= Shinoona Al-Habsi =

Omani runner

Shinoona Salah Al-Habsi (born 3 July 1993 in Muscat, Oman) is an Omani runner. She competed at the 2012 Summer Olympics in the 100 m event and she was eliminated after the preliminary round.

==Career==
Al-Habsi first competed at the 2011 Arab Games, where she made the 100 m and 200 m finals finishing 5th and 7th respectively.

At the London Olympics, Al-Habsi was so nervous she was "dancing, more than shaking". She ran 12.45 seconds over 100 m to place 4th in her preliminary round heat.

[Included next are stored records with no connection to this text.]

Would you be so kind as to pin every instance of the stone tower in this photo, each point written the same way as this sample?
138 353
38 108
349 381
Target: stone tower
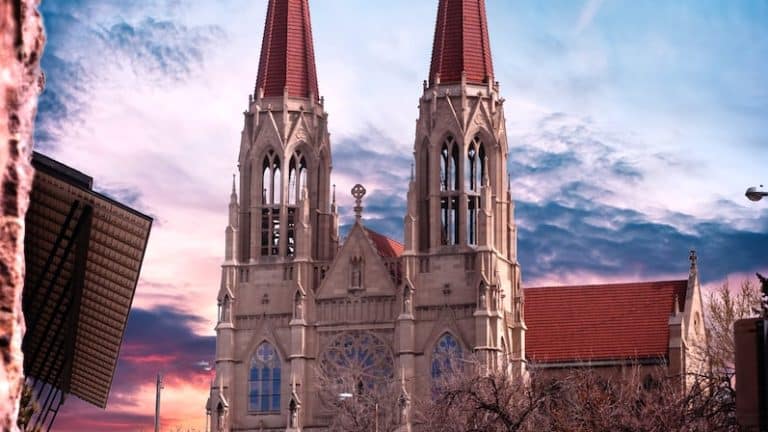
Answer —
293 299
281 234
460 235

Al-Habsi won an individual 200 m bronze medal at the 2012 West Asian Athletics Championships as well as bronze in the 4 × 100 m relay. She continued to compete at the 2013 Arab Athletics Championships, winning a bronze medal as a member of the Omani 4 × 100 m team. At the 2013 Islamic Solidarity Games, Al-Habsi won two additional bronze medals in the 4 × 100 m and 4 × 400 m events.

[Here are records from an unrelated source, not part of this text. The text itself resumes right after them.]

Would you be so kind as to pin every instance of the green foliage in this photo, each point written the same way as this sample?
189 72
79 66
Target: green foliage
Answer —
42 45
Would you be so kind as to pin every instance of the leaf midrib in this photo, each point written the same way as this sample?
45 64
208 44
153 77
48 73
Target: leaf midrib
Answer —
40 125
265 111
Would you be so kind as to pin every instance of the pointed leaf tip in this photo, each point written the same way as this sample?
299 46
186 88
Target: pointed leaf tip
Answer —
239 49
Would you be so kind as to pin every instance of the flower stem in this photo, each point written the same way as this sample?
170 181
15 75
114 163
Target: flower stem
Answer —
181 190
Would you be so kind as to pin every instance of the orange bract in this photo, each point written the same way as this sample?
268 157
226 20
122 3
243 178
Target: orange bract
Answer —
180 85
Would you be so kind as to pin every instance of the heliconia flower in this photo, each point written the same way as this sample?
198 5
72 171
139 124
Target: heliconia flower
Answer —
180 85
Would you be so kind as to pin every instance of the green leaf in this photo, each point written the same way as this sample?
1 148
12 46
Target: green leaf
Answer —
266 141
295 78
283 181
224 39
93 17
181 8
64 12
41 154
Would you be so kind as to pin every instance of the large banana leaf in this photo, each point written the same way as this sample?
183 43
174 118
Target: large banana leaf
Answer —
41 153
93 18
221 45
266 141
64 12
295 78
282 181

She also competed at the 2014 Asian Games in the 100 m and 200 m. She placed 7th in her 100 m heat and 6th in her 200 m heat and did not advance in either event.

At the 2015 Arab Athletics Championships, Al-Habsi also contested the 100 m and 200 m. Though she did not advance in the 200 m, she made the finals of the 100 m where she finished 6th.

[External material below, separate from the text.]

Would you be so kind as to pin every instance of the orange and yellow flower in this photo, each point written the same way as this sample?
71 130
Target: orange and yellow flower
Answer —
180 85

By July 2016, Al-Habsi had improved her personal best to 11.60 seconds.

==Personal life==
Al-Habsi has ten siblings and was the first of 32 grandchildren to her aunt Maryam Al Shukairi's parents. In addition to being Omani, her aunt's parents are from Tanzania. Some of her community members disagreed with Al-Habsi's decision to run as a career.

Al-Habsi was married in December 2013 to Ali Al Mabsali, a petroleum engineer. After her marriage, she took a one-year break from running. During her break, she got sick repeatedly and a doctor told her that her sickness was because she was no longer running. Her husband supported her return to running, saying "I married you. You are an athlete. I know you are an athlete. I married an athlete and a lady. Not a lady who sits at home".

She gave birth to a son in February 2016. Though she didn't compete at the 2016 Olympics, she hoped to continue at future championships.